Personal information
- Nicknames: John Budinich, Juan Budinich, John Budinich Taborga
- Nationality: Chilean
- Born: Juan Budinich Taborga Coquimbo, Chile
- Died: June 29, 1945
- Occupation: Boxer
- Weight: Middleweight

Boxing career

Boxing record
- Total fights: 25
- Wins: 15
- Win by KO: 10
- Losses: 4

= John Budinich =

Chilean boxer (1881–1945)

Juan "John" Budinich (1881 – 29 June 1945) was a Chilean boxer and boxing trainer who is recognized as the first Chilean professional boxer in boxing history.

==Early life==
John Budinich was born in Coquimbo, Chile, in 1881 as Juan Budinich Taborga.

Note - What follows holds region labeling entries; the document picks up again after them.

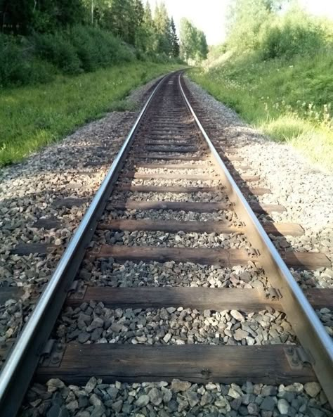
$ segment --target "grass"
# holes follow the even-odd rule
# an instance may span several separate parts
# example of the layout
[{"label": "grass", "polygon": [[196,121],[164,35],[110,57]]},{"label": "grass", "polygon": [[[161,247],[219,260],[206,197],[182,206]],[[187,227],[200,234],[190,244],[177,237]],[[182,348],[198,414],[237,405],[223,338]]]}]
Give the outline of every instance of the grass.
[{"label": "grass", "polygon": [[133,88],[180,65],[134,62],[38,86],[0,90],[0,167],[112,110],[133,110]]},{"label": "grass", "polygon": [[292,60],[229,58],[193,69],[192,79],[273,140],[333,169],[333,53]]}]

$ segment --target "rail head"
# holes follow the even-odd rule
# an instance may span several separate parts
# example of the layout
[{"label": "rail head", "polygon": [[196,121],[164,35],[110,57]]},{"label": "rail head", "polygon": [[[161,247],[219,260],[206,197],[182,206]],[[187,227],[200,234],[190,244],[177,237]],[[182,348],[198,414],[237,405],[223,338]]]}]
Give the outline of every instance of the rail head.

Juan Budinich, a fourteen-year-old cadet at the Chilean Naval Academy, knocked out an older officer who had been harassing him. In 1895, he stowed away on a ship where he was introduced to boxing. The ex-Naval cadet returned to Chile and opened the country's first boxing academy in Santiago.

In 1900, he helped organize what would become the first professional boxing match in Chile featuring Americans Frank Jones and Joe Daly in Valparaíso.

==Boxing career==
Budinich's pro boxing debut took place in 1902 in Santiago de Chile.

By 1905, he stowed away to the United States and in 1907, he defeated Tim Carey in his American pro debut.

After a few fights, Budinich left the United States and went south to Panama. He fought multiple times in Colón before heading to Havana from 1910 to 1915. In 1910, Chilean John Budinich founded the first professional boxing academy in Cuba called Academia de Boxeo. He became Cuba's first boxing promoter and frequently staged boxing contests and headlined his own shows in Havana. In July 1910, he fought American Jack Ryan at the Payret Theatre. As it was reported in the United States media, the event was the first nationally publicized pro-fight in Cuba. Budinich's last fight in Cuba took place in 1915. He remained in Havana to oversee his academy until 1917, choosing to focus only on training and promotion. In 1917, he announced his departure and sold his gym.

The final professional bout for Budinich occurred in 1917 when he returned to Chile.

John Budinich died on July 29, 1945.